Hingga saat ini, lebih dari 10.000 PKL terdapat di kota New York,
sebagian sumber bahkan menyebutkan 20.000 orang PKL. Mayoritas
PKL berasal dari Timur Tengah, Amerika Latin, China, Banglades,
Afrika (Nigeria dan Senegal), serta warga negara Amerika sendiri.
Para PKL tersebut terbagi ke dalam lima kriteria, yaitu:
Food Vendors, yaitu PKL penjual makanan dengan foodcart atau
gerobak.
General Merchandise Vendors, yaitu PKL yang berbagai barang
selain makanan dan barang publikasi.
-
44
1st Amendment Vendors, yaitu PKL yang menjual berbagai benda
yang menggambarkan kebebasan berekspresi, seperti buku,
lukisan, gambar, poster, pamphlet, CD, dan lain-lain. Disebut 1st
Amendment Vendors karena 1st Amendment dalam konstitusi
Amerika merupakan hak atas kebebasan berekspresi. Hal
tersebut menjadikan 1st Amendment Vendors tidak memerlukan
izin yang rumit seperti food vendors.
Veteran Vendors, yaitu PKL yang merupakan veteran perang AS.

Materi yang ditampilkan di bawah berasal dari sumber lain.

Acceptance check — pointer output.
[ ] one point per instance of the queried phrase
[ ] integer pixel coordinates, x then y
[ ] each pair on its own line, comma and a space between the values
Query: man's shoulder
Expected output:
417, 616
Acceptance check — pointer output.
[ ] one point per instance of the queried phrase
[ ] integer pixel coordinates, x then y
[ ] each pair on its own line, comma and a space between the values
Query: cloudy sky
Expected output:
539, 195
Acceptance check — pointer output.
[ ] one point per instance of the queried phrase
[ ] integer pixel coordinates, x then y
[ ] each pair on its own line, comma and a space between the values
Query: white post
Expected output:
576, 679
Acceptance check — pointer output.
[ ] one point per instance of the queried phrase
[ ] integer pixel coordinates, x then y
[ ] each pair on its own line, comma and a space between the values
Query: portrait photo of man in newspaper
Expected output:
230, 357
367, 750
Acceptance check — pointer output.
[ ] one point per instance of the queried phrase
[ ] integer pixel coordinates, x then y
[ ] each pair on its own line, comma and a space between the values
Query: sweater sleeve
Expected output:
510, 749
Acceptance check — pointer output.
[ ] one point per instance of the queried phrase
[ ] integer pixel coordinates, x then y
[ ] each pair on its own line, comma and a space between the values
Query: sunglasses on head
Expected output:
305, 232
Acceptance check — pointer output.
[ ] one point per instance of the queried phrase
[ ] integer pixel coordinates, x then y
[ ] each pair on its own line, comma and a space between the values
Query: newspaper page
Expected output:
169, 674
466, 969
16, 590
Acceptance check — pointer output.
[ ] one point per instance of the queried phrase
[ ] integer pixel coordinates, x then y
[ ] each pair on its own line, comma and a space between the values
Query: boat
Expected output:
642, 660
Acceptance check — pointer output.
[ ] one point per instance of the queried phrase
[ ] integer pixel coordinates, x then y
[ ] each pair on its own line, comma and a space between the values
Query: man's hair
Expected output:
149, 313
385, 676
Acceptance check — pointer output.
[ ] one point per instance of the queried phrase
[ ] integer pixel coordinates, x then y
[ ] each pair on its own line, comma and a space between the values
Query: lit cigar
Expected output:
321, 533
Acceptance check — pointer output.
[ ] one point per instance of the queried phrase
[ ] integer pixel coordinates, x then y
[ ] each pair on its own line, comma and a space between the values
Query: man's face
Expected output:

Jumlahnya cukup besar, yaitu sekitar 1500 orang. Hal ini
dikarenakan mereka telah kehilangan pekerjaan dan/atau tidak
mampu mencari pekerjaan setelah pulang dari tugas militer atau
perang. Pemerintah kota memberi keistimewaan dengan
kemudahan pengurusan izin dan akses yang lebih terhadap lokasi
berjualan.
Unlicensed Vendors, yaitu PKL yang tidak memiliki lisensi dan
seringkali berpindah-pindah untuk menghindari polisi dan petugas
pemerintahan.
Adapun peraturan pertama terkait pedagang makanan dengan
gerobak disebut dengan The Thirty Minute Law, setiap gerobak
makanan harus berpindah tempat dalam waktu 30 menit. Ketentuan
tersebut sulit dilaksanakan, kemudian pada tahun 1886 di Hester
street beberapa pedagang makanan memutuskan untuk bertahan
lebih dari 30 menit dan menciptakan semacam pasar yang berisikan
berbagai gerobak makanan. Pada era Depresi Ekonomi di Amerika,
PKL kemudian menjamur dan menjadi jalan keluar yang cepat bagi
penduduk untuk bertahan hidup. Walikota New York kemudian
memberlakukan berbagai larangan, membuka “indoor street market”
untuk relokasi, dan juga memberlakukan kewajiban membayar sewa.
Lambat laun, kebijakan terhadap PKL semakin merugikan, banyak
jalan yang kemudian dinyatakan tidak boleh digunakan oleh PKL.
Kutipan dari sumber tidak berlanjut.